I Hate Me Some SNMP
All the Efficiency of Assembler with all the ease of use of ... ... Assembler.
SNMP is a protocol commonly used for polling devices via the network. Most network devices can only really be polled via SNMP, but many other types of devices provide SNMP interfaces.
So if you are creating a monitoring and management infrastructure, you have to deal with SNMP. Since you have to deal with SNMP, you may be tempted to tell your developers to make everything new monitorable via SNMP, so you just have one framework to work with. Please do not do this.
SNMP supports 3 main message types: GET, SET, and TRAP. TRAP is an alarm: "X is broke", sent when the thing in question breaks and never resent. Since SNMP is usually done over UDP, I hope you got it the first time. GET is used to get values from the monitored device, and SET is used to configure/control the device.
SNMP security isn't all it could be, by reason of uptake or argument over the security model, or just plain lack of encryption of the password ("Community String"). So don't use SET.
When you do a GET via an SNMP object, you get an OID-value pair. The OID is called a MIB (Management Information Base), and is a dot-delimited long number that looks something like ".126.96.36.199.4.1.2021.13.15.1.1.2.18". Each level of the MIB has a name somewhere, and so a MIB can be mapped into a dot-delimited name like "enterprises.ucdavis.diskTable.dskEntry.diskDevice.18".
The value supports a fairly wide variety of types. Integers, Counters, Strings, Network Addresses, Guages, Opaques, Time ticks. So you have a name, and a value, and even some data to help you understand the value (range on guages, type of the value, etc). What could possibly go wrong?
The first problem is that, because the MIB has to be layed out ahead of time, you have some serious issues figuring out how to deal with spaces where there are a small number of objects that exist but a huge number that could. Let's take hard drives: You host has /dev/sda1 and /dev/sda2, but could have hda1-hdqx99, and sdb1-sdqx99, and mema-z, and md0-99, and ... and ...

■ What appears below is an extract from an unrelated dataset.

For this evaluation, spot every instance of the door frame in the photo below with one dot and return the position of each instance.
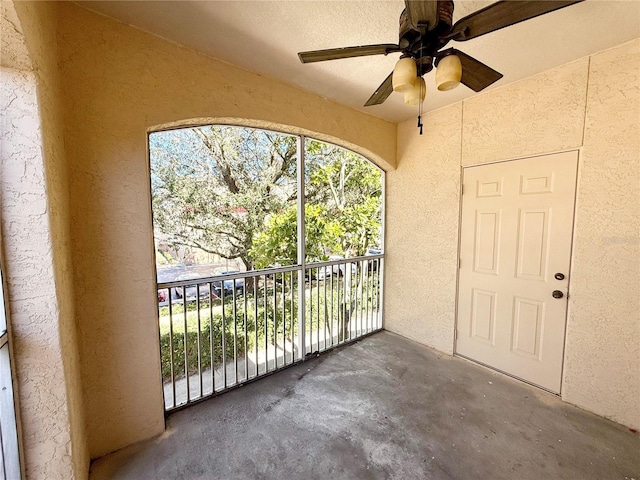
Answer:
(571, 250)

So there are two approaches you can take when you lay out the MIB. You can enumerate all the objects, and thus waste a lot of space in your MIB definition, or you can do something like what they did in the MIB I referenced above. Let's look at the data for my sda1 partition. The net-snmp agent reports 4 metrics for the drive: NRead, NWritten, Reads, and Writes. In a text name-value-pair protocol, the data might look like this (well, if we went "it was hard to write, it should be hard to read" and forgot to add unit information. Then it might look like this):
disk.sda1.NRead = 521216
But the way that works is I assume the reader can parse the name portion and pull out the device name. Since SNMP uses an object id instead of a name, you have to do something else. Something like
UCD-DISKIO-MIB::diskIOIndex.18 = INTEGER: 18
Ignore the first line, because I really don't know why that first line (188.8.131.52.4.1.2021.13.15.1.1.1.X) is there, since the value is just the last part of the MIB/disk index. .2.X is the "diskIODevice.X" line. That tells you the name of the device. Then you have the 4 metrics we had before. And since they are in .3.X, .4.X, and .5.X they are not next to each other as you walk the MIB tree. So you have to put them together later.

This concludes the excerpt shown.